La France a une élection présidentielle dans six mois et le nord de la France est un champ de bataille clé pour le président Macron. Pour le Premier ministre britannique, la dispute contribue sans doute à atténuer les problèmes intérieurs – y compris les dommages de plus en plus évidents causés par le Brexit.

Les deux dirigeants ont beaucoup de soutien à domicile sur lesquels compter. Une grande partie de la presse britannique s’est retournée contre Macron et la tentative de son gouvernement d’entraîner l’UE dans le rang.

Pour beaucoup en France, la position britannique ne fait qu’améliorer leur vision de Boris Johnson : celle d’un opportuniste qui a embrassé le populisme nationaliste à ses propres fins, un menteur en série – et selon les mots d’un commentateur samedi, un « Trump britannique ».

Mais le professeur Anand insiste sur le fait qu’aucune des deux parties ne souhaite vraiment une guerre commerciale à part entière.
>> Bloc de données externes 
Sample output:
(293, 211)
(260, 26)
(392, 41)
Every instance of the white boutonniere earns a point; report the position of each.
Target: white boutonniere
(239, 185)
“L’une des choses intéressantes à propos de la dispute en ce moment est qu’elle a été traitée bilatéralement entre le Royaume-Uni et la France et non via le mécanisme de l’accord de commerce et de coopération qui a été signé entre l’UE et le Royaume-Uni… les Français disent que le Le Royaume-Uni viole cet accord”, a déclaré Anand.

“L’UE n’a pas été aussi directe que les Français, mais si vous voulez déclencher une guerre commerciale, elle devra être lancée via les mécanismes de représailles de ce traité plutôt que par les Français eux-mêmes.”

Quels sont les risques juridiques et politiques du différend pêche France-Royaume-Uni ? Regardez l’interview de Steve Peers, professeur de droit commercial et de droit européen à l’Université d’Essex, dans le lecteur vidéo ci-dessus.